La conformité des entreprises aux obligations anticorruption progresse

L'Agence française anticorruption a relevé dans son bilan 2021 une meilleure prise en compte des obligations de la loi Sapin 2.

L'Agence française anticorruption (AFA), service à compétence national placé auprès des ministres de la Justice et du budget, fait son bilan de l'année 2021. Dotée d'un effectif d'une cinquantaine d'agents, l'AFA a engagé en 2021 34 nouveaux contrôles, portant leur nombre total à 154 depuis sa création en 2016 suite à la loi relative à la transparence, à la lutte contre la corruption et à la modernisation de la vie économique. 

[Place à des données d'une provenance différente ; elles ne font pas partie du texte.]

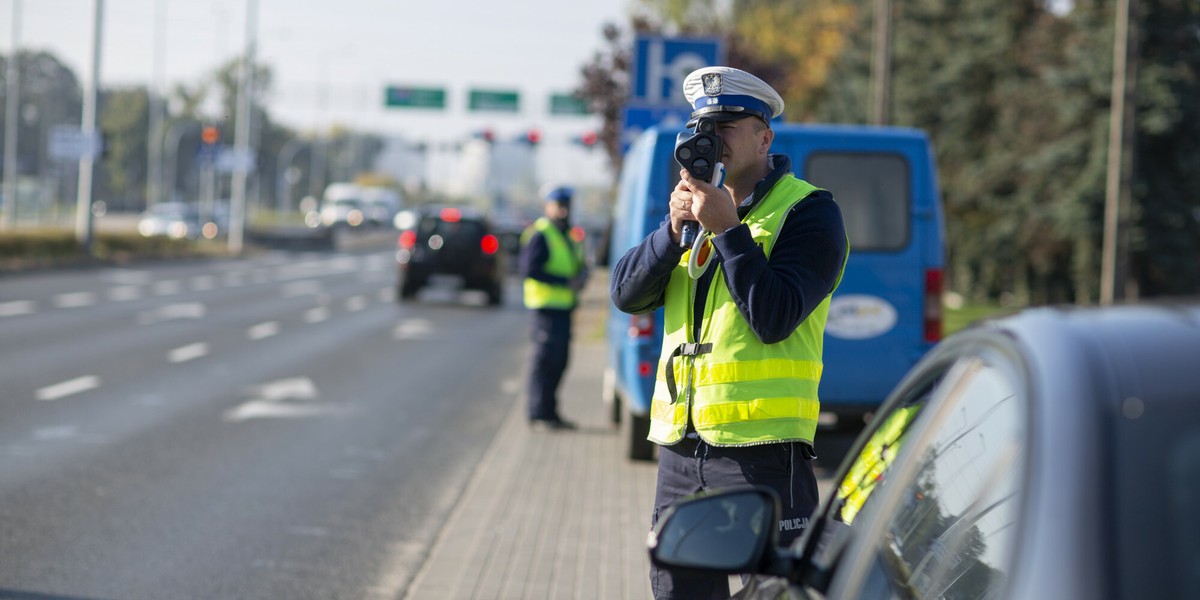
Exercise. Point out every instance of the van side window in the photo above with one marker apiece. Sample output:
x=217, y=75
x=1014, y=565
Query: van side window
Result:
x=873, y=192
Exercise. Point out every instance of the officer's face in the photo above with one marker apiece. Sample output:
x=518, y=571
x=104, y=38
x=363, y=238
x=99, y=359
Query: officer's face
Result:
x=557, y=211
x=747, y=143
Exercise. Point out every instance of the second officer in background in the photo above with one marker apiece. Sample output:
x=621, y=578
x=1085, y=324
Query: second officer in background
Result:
x=555, y=273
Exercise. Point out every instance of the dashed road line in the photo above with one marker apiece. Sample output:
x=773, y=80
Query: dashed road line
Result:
x=190, y=352
x=263, y=330
x=71, y=387
x=17, y=307
x=124, y=293
x=75, y=299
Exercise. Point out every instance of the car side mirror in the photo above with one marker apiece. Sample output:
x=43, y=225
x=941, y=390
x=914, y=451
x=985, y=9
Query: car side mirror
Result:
x=725, y=532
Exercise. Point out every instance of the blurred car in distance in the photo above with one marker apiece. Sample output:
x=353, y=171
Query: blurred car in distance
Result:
x=179, y=221
x=381, y=205
x=346, y=204
x=1053, y=454
x=448, y=247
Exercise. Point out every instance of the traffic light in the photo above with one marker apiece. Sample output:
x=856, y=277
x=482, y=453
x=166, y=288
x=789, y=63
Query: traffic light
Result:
x=210, y=135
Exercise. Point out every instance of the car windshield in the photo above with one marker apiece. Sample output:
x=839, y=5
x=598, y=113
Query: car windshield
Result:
x=946, y=531
x=448, y=229
x=171, y=210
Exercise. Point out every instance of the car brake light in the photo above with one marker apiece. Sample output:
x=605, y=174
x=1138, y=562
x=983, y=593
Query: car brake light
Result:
x=641, y=325
x=490, y=244
x=933, y=305
x=407, y=239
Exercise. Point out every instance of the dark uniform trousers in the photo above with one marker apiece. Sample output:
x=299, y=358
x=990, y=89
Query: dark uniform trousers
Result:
x=551, y=335
x=693, y=466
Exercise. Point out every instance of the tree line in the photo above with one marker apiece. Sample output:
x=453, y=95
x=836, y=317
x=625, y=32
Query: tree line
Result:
x=1015, y=96
x=51, y=95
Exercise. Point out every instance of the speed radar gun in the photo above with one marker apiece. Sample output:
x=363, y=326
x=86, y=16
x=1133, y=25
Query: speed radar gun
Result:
x=700, y=151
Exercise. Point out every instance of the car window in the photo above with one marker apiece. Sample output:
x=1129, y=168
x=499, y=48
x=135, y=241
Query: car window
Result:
x=463, y=228
x=951, y=535
x=873, y=193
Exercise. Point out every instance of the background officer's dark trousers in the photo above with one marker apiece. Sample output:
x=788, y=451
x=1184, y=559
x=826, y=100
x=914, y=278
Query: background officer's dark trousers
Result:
x=551, y=347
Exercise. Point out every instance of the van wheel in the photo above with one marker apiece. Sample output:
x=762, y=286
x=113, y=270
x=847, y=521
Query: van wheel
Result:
x=407, y=292
x=634, y=430
x=495, y=295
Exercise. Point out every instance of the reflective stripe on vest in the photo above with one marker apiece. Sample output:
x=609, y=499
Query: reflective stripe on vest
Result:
x=739, y=390
x=565, y=261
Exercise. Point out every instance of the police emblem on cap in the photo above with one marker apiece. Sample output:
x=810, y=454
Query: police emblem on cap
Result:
x=712, y=84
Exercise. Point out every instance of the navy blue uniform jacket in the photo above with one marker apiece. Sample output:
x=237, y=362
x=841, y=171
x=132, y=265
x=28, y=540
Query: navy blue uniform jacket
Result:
x=773, y=295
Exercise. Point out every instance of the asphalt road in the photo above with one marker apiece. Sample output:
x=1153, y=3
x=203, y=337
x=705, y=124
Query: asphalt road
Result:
x=261, y=429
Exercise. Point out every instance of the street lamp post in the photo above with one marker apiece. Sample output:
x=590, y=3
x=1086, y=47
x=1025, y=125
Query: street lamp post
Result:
x=10, y=130
x=289, y=151
x=87, y=162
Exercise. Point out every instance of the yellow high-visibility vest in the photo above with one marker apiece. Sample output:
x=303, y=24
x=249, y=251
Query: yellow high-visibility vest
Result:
x=738, y=390
x=565, y=261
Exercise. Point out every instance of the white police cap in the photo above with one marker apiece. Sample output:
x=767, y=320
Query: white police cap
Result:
x=725, y=94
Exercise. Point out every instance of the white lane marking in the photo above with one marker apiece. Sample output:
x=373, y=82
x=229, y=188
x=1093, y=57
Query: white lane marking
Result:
x=64, y=389
x=190, y=352
x=173, y=311
x=283, y=399
x=167, y=287
x=295, y=388
x=301, y=288
x=75, y=299
x=413, y=329
x=123, y=293
x=127, y=277
x=17, y=307
x=203, y=282
x=263, y=330
x=55, y=432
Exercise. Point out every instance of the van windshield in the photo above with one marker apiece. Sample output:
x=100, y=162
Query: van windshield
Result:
x=873, y=193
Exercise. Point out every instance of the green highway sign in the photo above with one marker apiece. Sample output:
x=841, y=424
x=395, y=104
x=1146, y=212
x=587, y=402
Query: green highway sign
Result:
x=415, y=97
x=501, y=101
x=568, y=105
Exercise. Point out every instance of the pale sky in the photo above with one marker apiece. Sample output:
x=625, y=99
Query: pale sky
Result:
x=333, y=60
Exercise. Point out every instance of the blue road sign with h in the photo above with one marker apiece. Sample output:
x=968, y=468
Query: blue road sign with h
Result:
x=663, y=63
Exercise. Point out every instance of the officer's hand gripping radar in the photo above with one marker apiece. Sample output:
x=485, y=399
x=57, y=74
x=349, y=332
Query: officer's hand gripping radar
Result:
x=700, y=153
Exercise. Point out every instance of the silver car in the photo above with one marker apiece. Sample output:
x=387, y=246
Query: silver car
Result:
x=1054, y=454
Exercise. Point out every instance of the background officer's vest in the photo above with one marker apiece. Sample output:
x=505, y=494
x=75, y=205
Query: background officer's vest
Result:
x=565, y=261
x=741, y=391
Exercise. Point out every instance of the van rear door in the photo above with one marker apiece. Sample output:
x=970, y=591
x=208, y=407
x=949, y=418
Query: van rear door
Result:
x=885, y=315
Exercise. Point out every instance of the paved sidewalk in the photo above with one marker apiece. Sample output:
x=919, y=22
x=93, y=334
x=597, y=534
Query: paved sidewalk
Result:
x=551, y=515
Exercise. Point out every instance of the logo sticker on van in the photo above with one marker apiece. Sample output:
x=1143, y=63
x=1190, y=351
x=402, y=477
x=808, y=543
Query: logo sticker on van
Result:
x=859, y=317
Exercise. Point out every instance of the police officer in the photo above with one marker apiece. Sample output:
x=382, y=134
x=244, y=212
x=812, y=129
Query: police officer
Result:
x=553, y=270
x=736, y=401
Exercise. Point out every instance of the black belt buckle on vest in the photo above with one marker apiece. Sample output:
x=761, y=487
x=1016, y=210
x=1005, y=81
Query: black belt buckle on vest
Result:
x=684, y=349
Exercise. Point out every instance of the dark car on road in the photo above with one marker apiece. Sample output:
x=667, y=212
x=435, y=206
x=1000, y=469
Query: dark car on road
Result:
x=448, y=247
x=1053, y=454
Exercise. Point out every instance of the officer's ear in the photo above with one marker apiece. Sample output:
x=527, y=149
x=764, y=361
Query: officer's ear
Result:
x=765, y=141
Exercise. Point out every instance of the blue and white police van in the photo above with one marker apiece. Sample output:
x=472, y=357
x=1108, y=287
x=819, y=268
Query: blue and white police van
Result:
x=885, y=316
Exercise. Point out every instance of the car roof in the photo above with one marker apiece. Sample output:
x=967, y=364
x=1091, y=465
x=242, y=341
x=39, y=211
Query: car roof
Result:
x=1114, y=438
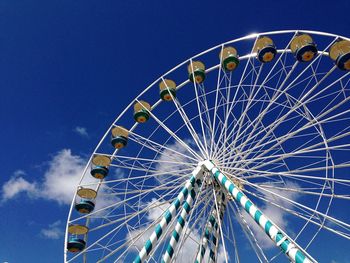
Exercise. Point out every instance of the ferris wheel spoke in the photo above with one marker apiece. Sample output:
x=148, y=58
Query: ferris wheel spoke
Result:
x=289, y=135
x=275, y=130
x=278, y=94
x=188, y=232
x=199, y=111
x=248, y=233
x=233, y=233
x=274, y=98
x=186, y=121
x=306, y=218
x=167, y=129
x=329, y=218
x=317, y=118
x=156, y=147
x=218, y=84
x=150, y=206
x=133, y=196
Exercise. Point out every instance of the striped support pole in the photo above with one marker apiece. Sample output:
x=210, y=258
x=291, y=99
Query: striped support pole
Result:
x=288, y=246
x=206, y=237
x=186, y=208
x=168, y=215
x=216, y=233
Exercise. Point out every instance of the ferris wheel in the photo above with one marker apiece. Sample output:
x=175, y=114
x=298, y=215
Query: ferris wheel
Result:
x=238, y=154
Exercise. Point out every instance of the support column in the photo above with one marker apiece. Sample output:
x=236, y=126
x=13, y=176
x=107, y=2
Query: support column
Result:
x=186, y=208
x=287, y=245
x=168, y=216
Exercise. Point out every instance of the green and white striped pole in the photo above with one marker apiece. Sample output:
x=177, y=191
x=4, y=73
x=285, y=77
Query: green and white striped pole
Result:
x=222, y=201
x=205, y=239
x=168, y=215
x=287, y=245
x=186, y=208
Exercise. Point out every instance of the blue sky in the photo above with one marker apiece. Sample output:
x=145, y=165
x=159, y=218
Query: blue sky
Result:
x=69, y=67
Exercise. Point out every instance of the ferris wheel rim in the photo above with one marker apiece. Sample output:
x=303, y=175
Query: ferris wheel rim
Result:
x=184, y=83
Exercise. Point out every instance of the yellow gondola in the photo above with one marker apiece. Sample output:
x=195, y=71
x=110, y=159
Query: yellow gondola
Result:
x=340, y=53
x=119, y=137
x=141, y=111
x=303, y=48
x=229, y=58
x=167, y=89
x=265, y=49
x=196, y=71
x=100, y=166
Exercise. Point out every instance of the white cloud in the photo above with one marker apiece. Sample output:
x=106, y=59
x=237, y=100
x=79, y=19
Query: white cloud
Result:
x=53, y=231
x=81, y=131
x=16, y=185
x=62, y=177
x=59, y=181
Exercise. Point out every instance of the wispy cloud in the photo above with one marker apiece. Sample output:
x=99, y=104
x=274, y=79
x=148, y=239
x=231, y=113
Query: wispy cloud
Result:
x=81, y=131
x=16, y=185
x=53, y=231
x=59, y=181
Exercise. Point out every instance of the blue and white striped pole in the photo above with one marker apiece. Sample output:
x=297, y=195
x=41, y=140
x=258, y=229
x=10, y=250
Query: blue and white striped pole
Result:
x=186, y=208
x=168, y=215
x=287, y=245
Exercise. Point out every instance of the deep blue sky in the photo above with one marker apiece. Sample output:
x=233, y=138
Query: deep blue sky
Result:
x=68, y=64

L'AFA participe en effet, par ses activités de conseil et de contrôle, à la détection des faits de corruption. Elle peut notamment contrôler, à son initiative, l'efficacité des mesures mises en oeuvres par les entreprises employant au moins 500 salariés et réalisant un chiffre d'affaires supérieur à 100 millions d'euros. Elle a constaté en 2021 que la tendance au respect de l'obligation de se doter des procédures imposées par la loi Sapin 2 se confirme. Sur les 34 contrôles engagés, l'agence n'a constaté que six manquements relatifs à l'inexistence d'un dispositif d'évaluation des tiers, deux relatifs à l'inexistence d'une cartographie des risques de corruption et un seul concernant le dispositif de formation destiné aux cadres et aux personnels les plus exposés. A chaque fois, les structures concernées avaient mis en place un code de conduite, un dispositif d'alerte interne et un régime disciplinaires. Pour autant, des marges de progrès subsiste encore sur la qualité des dispositif déployés : la cartographie des risques était lacunaire dans 85% des cas, le processus d'identification des cadres et des personnels exposés dans 67% des cas. Sur le dispositif d'évaluation des tiers, les contrôles comptables anticorruption ou le contrôle du dispositif anti-corruption, les manquement sont présents chez plus de 9 structures sur 10.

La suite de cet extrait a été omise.